September 13th, 2010
According to news reports, Wikileaks will soon release hundreds of thousands of Iraq field reports that should provide an amazing view into war as it is actually fought:
Whistleblower website Wikileaks is collaborating with print media in several countries and a number of major television networks, including one or more American media outlets, to release a large number of documents and military field reports related to the Iraq War, Newsweek reported on Thursday.
The release is certain to be larger than the 92,000 documents released that painted a dark picture of the U.S.-led conflict in Afghanistan, which caused significant international controversy and spurred a sharp criticism from nearly every relevant agency in the U.S. Government. Iain Overton, editor of The Bureau of Investigative Journalism, said that release will be several weeks from now but he declined to mention any of the media organizations participating in the project.
Overton defined the material held by Wikileaks as the “biggest leak of military intelligence” that has happened in U.S. history, and possibly internationally as well. It’s understood that the media organizations participating in the project will be making financial contributions to “help meet production costs” and that each organization will come up with its own take on the material.
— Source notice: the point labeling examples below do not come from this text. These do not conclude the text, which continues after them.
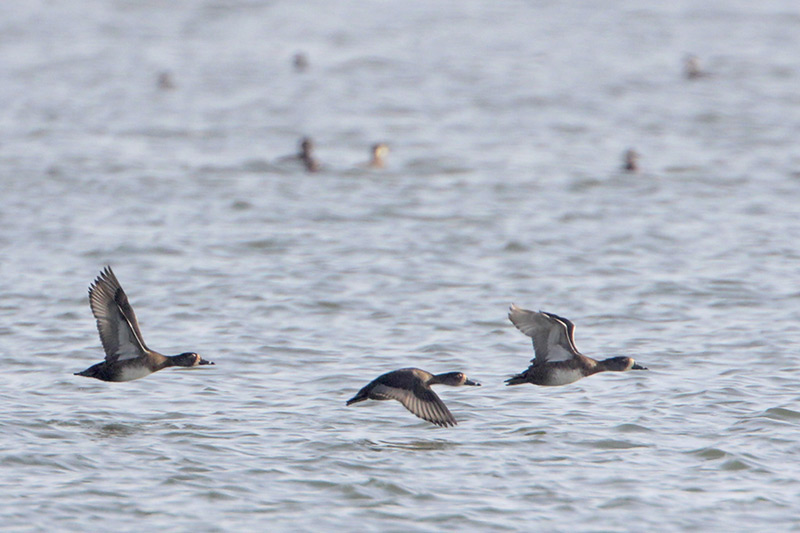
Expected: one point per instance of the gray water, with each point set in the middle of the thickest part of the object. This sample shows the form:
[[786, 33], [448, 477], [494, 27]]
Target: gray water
[[507, 122]]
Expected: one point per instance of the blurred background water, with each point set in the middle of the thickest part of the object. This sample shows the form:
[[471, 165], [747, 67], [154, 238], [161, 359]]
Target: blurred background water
[[507, 123]]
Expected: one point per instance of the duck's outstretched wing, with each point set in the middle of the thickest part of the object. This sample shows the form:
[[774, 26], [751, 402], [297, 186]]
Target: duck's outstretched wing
[[420, 400], [553, 336], [116, 321]]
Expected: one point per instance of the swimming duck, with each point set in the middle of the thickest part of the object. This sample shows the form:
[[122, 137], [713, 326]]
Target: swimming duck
[[306, 156], [127, 356], [412, 388], [557, 360], [379, 153], [691, 67], [631, 161]]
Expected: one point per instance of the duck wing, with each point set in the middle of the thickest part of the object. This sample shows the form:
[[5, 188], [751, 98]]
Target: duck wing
[[116, 321], [416, 396], [553, 336]]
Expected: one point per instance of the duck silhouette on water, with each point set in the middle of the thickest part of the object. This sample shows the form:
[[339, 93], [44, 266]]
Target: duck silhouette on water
[[127, 356], [557, 360], [412, 388], [378, 152]]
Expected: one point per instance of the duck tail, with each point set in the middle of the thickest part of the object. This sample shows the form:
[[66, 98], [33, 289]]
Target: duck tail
[[519, 379], [91, 372]]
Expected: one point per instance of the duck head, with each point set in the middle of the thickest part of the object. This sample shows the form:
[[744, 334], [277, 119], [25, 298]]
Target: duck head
[[189, 359], [454, 379], [622, 364]]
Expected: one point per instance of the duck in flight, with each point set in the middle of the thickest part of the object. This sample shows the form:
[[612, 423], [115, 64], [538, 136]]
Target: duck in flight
[[557, 360], [412, 388], [127, 356]]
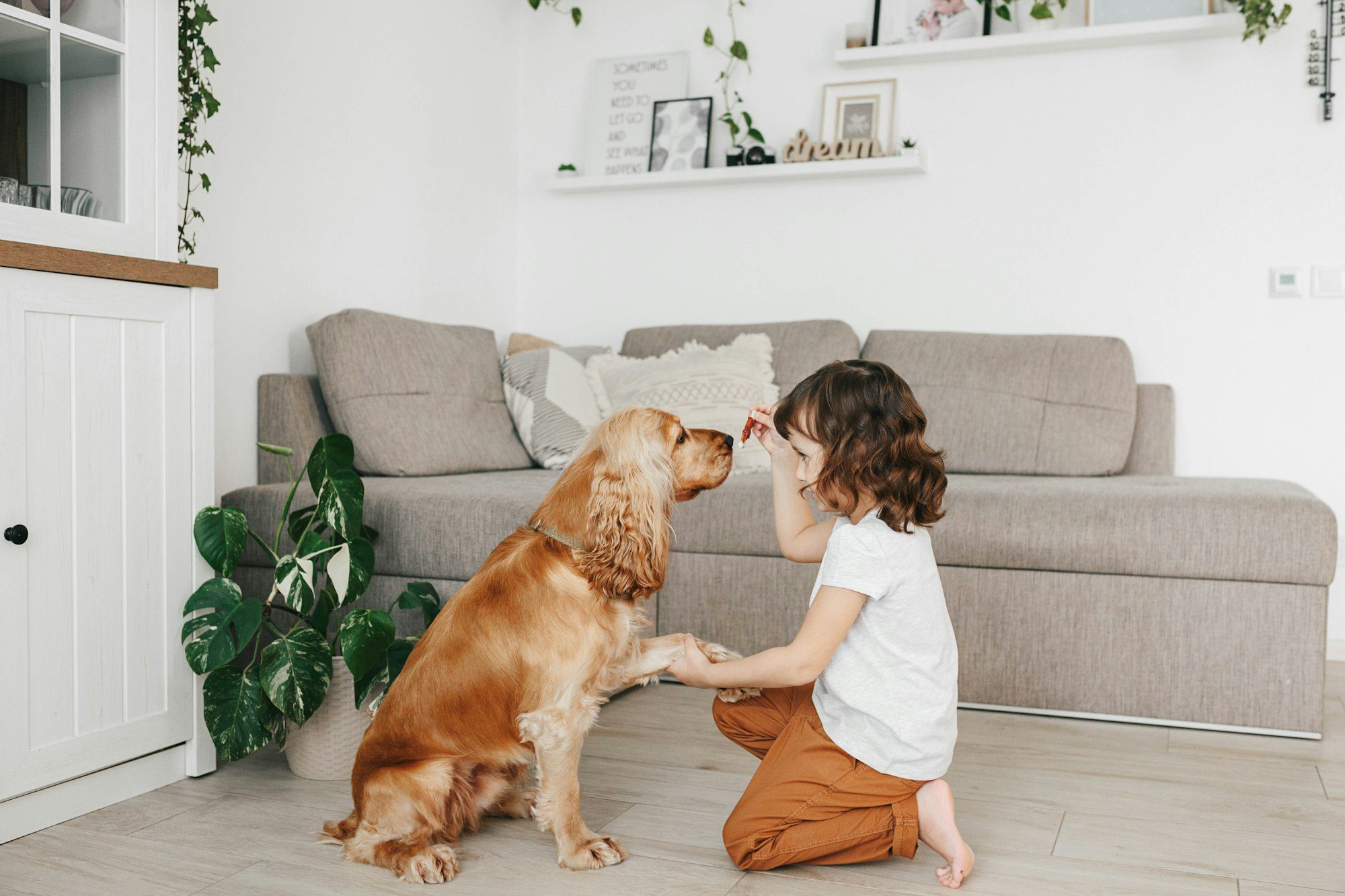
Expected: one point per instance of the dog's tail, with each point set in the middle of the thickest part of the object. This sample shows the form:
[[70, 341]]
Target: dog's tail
[[342, 830]]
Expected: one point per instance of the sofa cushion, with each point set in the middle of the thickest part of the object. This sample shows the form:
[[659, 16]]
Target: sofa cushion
[[1044, 405], [418, 399], [1235, 529], [1231, 529], [798, 346]]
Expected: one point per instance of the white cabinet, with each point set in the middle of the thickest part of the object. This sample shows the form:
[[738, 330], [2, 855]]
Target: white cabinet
[[107, 454], [88, 92]]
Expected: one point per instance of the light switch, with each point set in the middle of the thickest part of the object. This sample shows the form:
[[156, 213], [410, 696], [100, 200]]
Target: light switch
[[1330, 282], [1286, 283]]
Wikileaks has “significantly learned from past experiences” regarding the disclosure of material that would put lives in danger, Overton said. He said that the organization won’t be posting raw U.S. government reports on the web, saying that he sees the group’s job as digging stories out of the raw material and not publishing it in the original form.
September 13th, 2010
The New York Times reports that Microsoft is aiding the Russian state suppress civil society organizations challenging authorities:
Instead, the group fell victim to one of the authorities’ newest tactics for quelling dissent: confiscating computers under the pretext of searching for pirated Microsoft software.
Across Russia, the security services have carried out dozens of similar raids against outspoken advocacy groups or opposition newspapers in recent years. Security officials say the inquiries reflect their concern about software piracy, which is rampant in Russia. Yet they rarely if ever carry out raids against advocacy groups or news organizations that back the government.
As the ploy grows common, the authorities are receiving key assistance from an unexpected partner: Microsoft itself. In politically tinged inquiries across Russia, lawyers retained by Microsoft have staunchly backed the police.
Interviews and a review of law enforcement documents show that in recent cases, Microsoft lawyers made statements describing the company as a victim and arguing that criminal charges should be pursued.
The lawyers rebuffed pleas by accused journalists and advocacy groups, including Baikal Wave, to refrain from working with the authorities. Baikal Wave, in fact, said it had purchased and installed legal Microsoft software specifically to deny the authorities an excuse to raid them. The group later asked Microsoft for help in fending off the police. “Microsoft did not want to help us, which would have been the right thing to do,” said Marina Rikhvanova, a Baikal Environmental Wave co-chairwoman and one of Russia’s best-known environmentalists. “They said these issues had to be handled by the security services.”